News | Richard Gurner | Published: 13:58, Wednesday December 21st, 2011.
Last updated: 13:59, Wednesday December 21st, 2011

Volunteers get busy clearing one of the ponds

Volunteers and foresters have been busy working on rescuing three woodland ponds.

Forestry Commission Wales and members of the British Trust for Conservation Volunteers have helped to restore two ponds in Caerphilly Woodlands and another near Pentyrch.

The three ponds are important breeding sites for great crested newts and provide valuable habitat for other water-loving creatures such as frogs.

Two of the ponds – Parc y Van and Wern Ddu – are in the Welsh Government woodlands known locally as Caerphilly woodlands and the third, Tyn y Coed, is a large, long pond located in an old blocked quarry in a secluded woodland.

Parc y Van had silted up completely on one side, joining a small island in the middle of the pond to the surrounding path, while the path on the other side of the pond was falling away with erosion.

Volunteers spent three days digging out the silt, repairing the path and thinning out the vegetation – clearing out five black bags of rubbish along the way.

Wern Ddu pond, known locally as amphibian pond due to the high numbers of amphibian species there, including great crested newts, had also started to silt up and fill up with logs thrown in by passers-by.

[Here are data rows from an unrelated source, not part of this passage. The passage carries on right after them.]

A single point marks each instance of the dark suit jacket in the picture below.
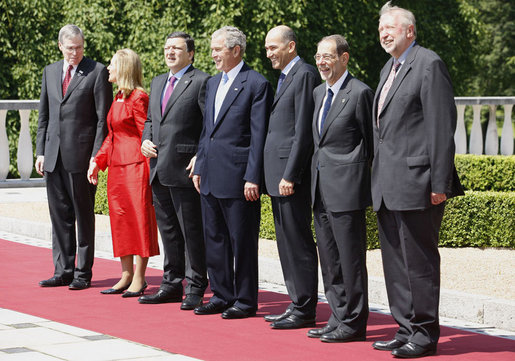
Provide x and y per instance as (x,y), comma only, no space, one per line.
(341,159)
(175,133)
(414,144)
(76,123)
(289,143)
(231,150)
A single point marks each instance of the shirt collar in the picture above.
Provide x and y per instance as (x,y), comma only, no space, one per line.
(234,71)
(66,65)
(336,86)
(180,73)
(290,65)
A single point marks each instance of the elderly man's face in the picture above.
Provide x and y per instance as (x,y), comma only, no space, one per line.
(176,54)
(225,59)
(330,65)
(72,49)
(394,35)
(279,52)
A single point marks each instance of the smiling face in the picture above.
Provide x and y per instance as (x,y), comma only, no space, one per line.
(225,59)
(72,49)
(394,34)
(331,65)
(112,70)
(176,54)
(279,52)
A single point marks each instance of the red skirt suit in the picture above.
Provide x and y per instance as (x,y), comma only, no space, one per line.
(133,221)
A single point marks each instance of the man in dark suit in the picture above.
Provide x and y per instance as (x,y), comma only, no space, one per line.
(340,188)
(228,173)
(412,175)
(288,150)
(170,140)
(75,99)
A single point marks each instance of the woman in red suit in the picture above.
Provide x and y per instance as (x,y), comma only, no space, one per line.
(133,222)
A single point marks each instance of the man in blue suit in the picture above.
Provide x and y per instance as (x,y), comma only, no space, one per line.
(228,173)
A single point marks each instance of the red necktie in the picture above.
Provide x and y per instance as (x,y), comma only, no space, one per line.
(67,79)
(168,93)
(386,87)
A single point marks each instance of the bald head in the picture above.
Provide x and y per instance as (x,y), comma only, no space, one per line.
(281,46)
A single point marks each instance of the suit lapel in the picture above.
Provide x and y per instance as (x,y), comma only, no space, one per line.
(338,104)
(287,81)
(57,78)
(158,88)
(179,88)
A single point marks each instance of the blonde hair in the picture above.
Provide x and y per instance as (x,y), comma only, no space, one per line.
(129,75)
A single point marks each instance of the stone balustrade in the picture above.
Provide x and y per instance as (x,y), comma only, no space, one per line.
(477,144)
(489,144)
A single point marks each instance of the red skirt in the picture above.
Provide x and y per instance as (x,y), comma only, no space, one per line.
(132,216)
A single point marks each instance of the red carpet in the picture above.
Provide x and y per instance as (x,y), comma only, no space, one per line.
(203,337)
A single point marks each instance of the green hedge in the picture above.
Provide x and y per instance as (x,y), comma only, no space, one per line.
(486,172)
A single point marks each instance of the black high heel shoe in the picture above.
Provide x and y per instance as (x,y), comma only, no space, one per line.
(135,294)
(114,291)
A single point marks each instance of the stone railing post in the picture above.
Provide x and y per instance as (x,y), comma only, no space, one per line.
(4,146)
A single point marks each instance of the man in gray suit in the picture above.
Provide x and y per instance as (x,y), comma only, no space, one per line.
(287,154)
(75,99)
(340,184)
(412,175)
(170,140)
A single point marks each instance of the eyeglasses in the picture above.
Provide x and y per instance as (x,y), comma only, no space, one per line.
(325,57)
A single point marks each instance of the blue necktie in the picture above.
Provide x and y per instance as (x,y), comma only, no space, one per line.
(327,106)
(280,82)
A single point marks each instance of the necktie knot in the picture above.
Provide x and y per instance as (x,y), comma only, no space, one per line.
(280,82)
(67,78)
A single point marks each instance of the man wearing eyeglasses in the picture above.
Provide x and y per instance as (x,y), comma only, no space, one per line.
(340,188)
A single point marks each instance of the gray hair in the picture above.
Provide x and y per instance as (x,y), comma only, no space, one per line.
(407,16)
(233,36)
(70,31)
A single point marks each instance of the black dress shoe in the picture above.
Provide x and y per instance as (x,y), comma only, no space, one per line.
(55,281)
(191,302)
(340,335)
(79,284)
(235,312)
(209,309)
(114,291)
(161,296)
(387,345)
(318,332)
(137,293)
(282,316)
(293,321)
(412,350)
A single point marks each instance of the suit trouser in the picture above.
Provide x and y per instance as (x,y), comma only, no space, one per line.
(71,198)
(341,242)
(411,262)
(297,250)
(231,229)
(179,219)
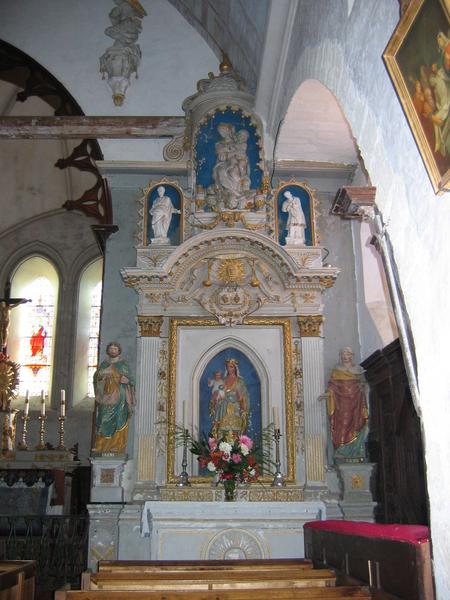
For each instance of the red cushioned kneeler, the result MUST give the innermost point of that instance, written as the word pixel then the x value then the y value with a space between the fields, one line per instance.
pixel 399 555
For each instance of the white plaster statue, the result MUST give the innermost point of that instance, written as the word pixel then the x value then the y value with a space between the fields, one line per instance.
pixel 231 171
pixel 296 223
pixel 122 59
pixel 161 211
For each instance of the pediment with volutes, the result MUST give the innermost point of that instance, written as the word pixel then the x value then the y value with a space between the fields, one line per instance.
pixel 231 275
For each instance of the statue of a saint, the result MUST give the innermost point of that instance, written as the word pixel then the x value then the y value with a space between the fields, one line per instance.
pixel 231 171
pixel 348 409
pixel 296 223
pixel 161 211
pixel 114 398
pixel 229 404
pixel 126 22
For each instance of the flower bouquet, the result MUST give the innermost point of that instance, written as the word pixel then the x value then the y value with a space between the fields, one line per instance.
pixel 233 459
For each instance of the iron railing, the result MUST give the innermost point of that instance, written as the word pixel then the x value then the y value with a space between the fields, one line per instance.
pixel 58 544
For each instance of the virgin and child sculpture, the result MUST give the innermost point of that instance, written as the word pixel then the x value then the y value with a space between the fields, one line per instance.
pixel 229 402
pixel 231 172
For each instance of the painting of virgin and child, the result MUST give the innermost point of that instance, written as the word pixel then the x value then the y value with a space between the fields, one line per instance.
pixel 230 396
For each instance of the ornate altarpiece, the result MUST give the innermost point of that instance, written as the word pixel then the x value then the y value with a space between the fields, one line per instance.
pixel 222 280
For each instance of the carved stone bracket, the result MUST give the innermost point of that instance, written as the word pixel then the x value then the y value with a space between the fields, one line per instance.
pixel 310 326
pixel 355 203
pixel 150 326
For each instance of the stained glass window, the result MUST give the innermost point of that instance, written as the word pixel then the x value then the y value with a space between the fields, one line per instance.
pixel 94 329
pixel 88 328
pixel 31 342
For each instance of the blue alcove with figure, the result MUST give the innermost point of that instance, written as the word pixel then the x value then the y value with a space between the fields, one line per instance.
pixel 208 136
pixel 306 201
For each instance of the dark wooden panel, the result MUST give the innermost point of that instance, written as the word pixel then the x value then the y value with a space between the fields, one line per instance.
pixel 395 441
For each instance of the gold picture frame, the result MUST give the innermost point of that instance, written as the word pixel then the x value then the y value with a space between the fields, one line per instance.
pixel 177 361
pixel 418 61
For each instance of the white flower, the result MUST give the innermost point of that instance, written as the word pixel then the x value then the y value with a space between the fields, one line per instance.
pixel 225 447
pixel 244 449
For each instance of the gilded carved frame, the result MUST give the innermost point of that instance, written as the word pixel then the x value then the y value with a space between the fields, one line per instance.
pixel 410 56
pixel 289 425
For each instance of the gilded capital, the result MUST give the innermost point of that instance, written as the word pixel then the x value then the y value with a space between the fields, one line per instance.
pixel 150 326
pixel 310 325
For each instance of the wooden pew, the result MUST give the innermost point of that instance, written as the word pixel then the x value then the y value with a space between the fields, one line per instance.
pixel 144 566
pixel 200 579
pixel 324 593
pixel 282 579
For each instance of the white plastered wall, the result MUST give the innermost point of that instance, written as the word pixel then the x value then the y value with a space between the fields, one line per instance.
pixel 344 53
pixel 67 38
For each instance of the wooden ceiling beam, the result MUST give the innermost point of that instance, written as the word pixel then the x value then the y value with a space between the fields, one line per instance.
pixel 76 127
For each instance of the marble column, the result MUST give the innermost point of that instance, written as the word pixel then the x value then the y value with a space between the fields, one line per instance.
pixel 313 387
pixel 147 386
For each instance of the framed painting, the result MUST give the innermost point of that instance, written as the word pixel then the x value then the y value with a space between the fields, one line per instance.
pixel 294 214
pixel 418 60
pixel 163 212
pixel 225 380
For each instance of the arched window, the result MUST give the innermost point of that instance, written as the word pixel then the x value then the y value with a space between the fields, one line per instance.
pixel 32 329
pixel 88 327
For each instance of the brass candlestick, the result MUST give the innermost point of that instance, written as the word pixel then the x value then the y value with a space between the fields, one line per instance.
pixel 183 477
pixel 61 445
pixel 23 445
pixel 278 479
pixel 41 445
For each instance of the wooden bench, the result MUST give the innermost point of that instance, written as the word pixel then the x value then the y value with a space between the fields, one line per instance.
pixel 17 579
pixel 325 593
pixel 213 580
pixel 218 580
pixel 144 566
pixel 395 560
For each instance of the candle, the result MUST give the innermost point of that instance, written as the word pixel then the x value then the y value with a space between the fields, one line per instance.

Volunteers cleared away the silt and removed overhanging trees surrounding the pond, letting in more light.

The toughest challenge was with Tyn y Coed, which was so silted up in places it was only a few inches deep.

Some 15 volunteers, working with advice from Forestry Commission Wales conservation manager Rosalind Codd, spent over a week digging out silt and clearing trees and undergrowth, which were left around the pond edges as habitat piles.

Forestry Commission Wales forest ranger Emma Louise Felkin said: “All the ponds had naturally silted up over many years and had become dark and overgrown.

“Our woodlands provide essential wildlife habitats and this work will help the ponds to support more life, increasing biodiversity.”

The great crested newt is the largest of the British newts with Britain probably having Europe’s largest population of them. The newts, which are protected by law, need water-bodies such as ponds for breeding but, for most of the year, they live on dry land.

Keith Stockdale of BTCV said: “The volunteers used a range of tools and techniques to bring light and life back to the ponds, clearing drains and roadways of mud.

“Volunteers from the Department of Work and Pensions especially enjoyed their days out of the office.”